GE's chairman and CEO Jeff Immelt has spoken of the need for Australia’s manufacturers to work productively and intelligently, and highlighted the benefits of the company’s “industrial internet” concept during an event.
Immelt urged the repurposing of labour from a pure focus on mining towards higher value-add ends, and discussed GE’s work in the LNG sector, where it has won major contracts in the last two years.
’We think we can develop high-tech mining products that can be shipped around the world (from Australia)," Immelt said The Australian’s Path To Prosperity series launch.
‘’The question on Australia is what can be done in this country to repurpose some of the talent to around more engineering and high-value work (away from the current focus on natural resources).”
GE is currently providing maintenance on LNG projects including Gorgon (on Barrow Island), Curtis (Gladstone) and Icthys (Darwin).
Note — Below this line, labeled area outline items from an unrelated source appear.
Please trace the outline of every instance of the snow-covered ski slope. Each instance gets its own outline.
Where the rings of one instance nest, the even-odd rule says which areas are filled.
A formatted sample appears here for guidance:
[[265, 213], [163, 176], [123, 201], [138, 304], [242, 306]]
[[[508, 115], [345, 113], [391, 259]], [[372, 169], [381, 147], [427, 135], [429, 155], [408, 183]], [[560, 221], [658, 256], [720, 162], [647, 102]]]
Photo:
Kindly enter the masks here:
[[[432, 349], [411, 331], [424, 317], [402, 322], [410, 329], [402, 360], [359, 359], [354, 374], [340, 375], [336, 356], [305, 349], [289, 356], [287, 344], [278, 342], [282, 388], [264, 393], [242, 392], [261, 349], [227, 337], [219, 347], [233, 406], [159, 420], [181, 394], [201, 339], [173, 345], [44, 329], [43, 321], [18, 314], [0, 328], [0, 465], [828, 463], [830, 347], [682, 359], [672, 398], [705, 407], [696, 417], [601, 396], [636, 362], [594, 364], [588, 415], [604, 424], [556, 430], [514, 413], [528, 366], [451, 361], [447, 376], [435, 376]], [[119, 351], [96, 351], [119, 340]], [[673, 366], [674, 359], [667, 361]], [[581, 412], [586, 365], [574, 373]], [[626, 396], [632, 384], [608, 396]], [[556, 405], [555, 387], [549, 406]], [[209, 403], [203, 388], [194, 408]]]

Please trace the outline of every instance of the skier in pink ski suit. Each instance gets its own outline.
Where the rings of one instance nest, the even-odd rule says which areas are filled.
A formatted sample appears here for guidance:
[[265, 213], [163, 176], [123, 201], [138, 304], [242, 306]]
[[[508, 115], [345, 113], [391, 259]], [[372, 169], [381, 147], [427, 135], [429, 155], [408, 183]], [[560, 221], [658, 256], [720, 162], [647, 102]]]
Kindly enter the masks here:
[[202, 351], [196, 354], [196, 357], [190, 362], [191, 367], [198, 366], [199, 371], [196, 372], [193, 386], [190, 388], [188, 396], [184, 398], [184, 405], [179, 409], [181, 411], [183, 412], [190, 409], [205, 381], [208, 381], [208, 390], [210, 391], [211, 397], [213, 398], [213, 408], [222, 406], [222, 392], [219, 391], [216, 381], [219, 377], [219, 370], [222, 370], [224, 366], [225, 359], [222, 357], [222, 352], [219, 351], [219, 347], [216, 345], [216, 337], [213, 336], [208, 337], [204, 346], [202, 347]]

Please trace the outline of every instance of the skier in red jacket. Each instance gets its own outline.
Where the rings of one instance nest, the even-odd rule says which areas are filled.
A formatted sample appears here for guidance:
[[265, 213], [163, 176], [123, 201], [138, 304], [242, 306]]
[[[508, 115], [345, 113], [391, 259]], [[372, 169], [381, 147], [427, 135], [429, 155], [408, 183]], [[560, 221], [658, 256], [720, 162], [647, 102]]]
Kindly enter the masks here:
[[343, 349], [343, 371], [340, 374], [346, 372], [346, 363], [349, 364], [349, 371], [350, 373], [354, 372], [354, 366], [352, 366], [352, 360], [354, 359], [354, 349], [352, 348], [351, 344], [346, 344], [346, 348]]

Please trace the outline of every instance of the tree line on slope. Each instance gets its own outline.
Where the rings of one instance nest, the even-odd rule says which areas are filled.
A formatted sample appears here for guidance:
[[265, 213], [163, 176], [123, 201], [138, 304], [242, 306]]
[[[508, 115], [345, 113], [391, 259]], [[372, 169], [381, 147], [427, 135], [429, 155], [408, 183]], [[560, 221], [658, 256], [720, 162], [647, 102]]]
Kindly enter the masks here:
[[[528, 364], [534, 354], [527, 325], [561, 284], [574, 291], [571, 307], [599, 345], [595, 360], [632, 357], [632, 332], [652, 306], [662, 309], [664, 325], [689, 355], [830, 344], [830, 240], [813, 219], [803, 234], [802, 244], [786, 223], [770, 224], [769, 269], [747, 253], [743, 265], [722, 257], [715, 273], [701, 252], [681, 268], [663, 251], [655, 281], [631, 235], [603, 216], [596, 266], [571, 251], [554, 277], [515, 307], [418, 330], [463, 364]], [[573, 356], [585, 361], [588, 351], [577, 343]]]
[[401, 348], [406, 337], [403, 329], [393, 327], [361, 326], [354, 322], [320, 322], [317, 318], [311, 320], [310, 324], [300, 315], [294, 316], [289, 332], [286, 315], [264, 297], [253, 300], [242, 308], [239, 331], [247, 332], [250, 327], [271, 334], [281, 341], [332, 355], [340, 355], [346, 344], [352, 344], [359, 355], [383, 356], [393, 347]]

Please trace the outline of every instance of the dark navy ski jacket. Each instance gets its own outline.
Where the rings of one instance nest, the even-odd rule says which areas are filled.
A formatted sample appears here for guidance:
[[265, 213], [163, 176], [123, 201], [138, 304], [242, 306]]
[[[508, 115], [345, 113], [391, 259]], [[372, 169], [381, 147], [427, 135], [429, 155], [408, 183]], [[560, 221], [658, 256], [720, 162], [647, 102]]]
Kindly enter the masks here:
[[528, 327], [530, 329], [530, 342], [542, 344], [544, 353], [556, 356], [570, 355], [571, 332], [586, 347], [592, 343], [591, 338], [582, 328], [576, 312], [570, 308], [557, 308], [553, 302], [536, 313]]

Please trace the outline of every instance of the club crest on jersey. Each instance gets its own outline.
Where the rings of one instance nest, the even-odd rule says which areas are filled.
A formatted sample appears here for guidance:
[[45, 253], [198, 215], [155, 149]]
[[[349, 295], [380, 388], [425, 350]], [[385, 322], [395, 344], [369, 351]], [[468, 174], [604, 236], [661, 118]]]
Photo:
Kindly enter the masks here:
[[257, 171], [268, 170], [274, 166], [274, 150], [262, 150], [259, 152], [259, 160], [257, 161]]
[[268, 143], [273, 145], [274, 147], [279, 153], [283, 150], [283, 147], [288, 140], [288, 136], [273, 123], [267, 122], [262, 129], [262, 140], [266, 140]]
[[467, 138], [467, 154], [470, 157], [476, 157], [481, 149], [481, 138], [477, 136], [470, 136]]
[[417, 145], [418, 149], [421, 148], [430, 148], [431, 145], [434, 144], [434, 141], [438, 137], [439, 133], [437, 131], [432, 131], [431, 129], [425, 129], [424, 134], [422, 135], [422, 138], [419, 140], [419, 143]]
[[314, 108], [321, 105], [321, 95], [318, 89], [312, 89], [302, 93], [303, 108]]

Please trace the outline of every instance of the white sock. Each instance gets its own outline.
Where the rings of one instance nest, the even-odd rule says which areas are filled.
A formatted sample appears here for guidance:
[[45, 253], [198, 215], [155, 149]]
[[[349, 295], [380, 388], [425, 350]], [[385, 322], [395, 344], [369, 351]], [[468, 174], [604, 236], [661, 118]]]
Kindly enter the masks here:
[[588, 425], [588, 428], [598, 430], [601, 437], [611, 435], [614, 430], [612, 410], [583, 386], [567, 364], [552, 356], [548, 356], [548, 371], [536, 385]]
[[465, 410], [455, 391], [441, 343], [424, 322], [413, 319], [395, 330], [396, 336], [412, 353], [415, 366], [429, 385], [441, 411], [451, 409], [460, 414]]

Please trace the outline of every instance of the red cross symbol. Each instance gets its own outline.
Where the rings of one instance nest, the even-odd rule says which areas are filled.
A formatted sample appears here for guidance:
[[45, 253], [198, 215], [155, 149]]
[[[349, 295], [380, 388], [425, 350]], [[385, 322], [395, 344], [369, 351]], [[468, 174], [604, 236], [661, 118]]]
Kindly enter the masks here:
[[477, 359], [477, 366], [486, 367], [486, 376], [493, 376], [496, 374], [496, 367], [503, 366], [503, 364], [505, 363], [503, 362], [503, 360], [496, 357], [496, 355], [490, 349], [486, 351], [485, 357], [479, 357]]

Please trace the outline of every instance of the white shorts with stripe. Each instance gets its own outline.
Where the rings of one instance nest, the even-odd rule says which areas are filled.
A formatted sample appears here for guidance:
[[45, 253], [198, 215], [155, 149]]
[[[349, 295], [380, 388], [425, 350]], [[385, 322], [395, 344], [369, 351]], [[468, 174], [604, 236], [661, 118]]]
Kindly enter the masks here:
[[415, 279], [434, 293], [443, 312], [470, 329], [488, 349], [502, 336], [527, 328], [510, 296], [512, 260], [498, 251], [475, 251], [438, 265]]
The Curtis project, for which GE signed a contract yesreday, will use GE’s low-emission turbines.
The company has announced plans to quadruple its workforce in Australia in coming years.
‘’Manufacturing can exist here but we are going to need to be very productive to demonstrate its values … This country can be quite competitive on the high tech software and analytics,” said Immelt, and highlighted what GE believes to be the gains that could be made by the industrial internet.
GE released research last year, reported in Manufacturers’ Monthly and elsewhere, claiming that the industrial internet could provide productivity gains worth $US 10-15 trillion a year worldwide.
Factory machines would be connected to each other and to the internet and allowed to operate automatically, describing this as “an intelligent network of interconnected machines that can extract data and find meaning where it did not exist before.”
Part of the benefit would come from being able to make sense of “Big Data” from production processes through analytics and through predicting performance issues.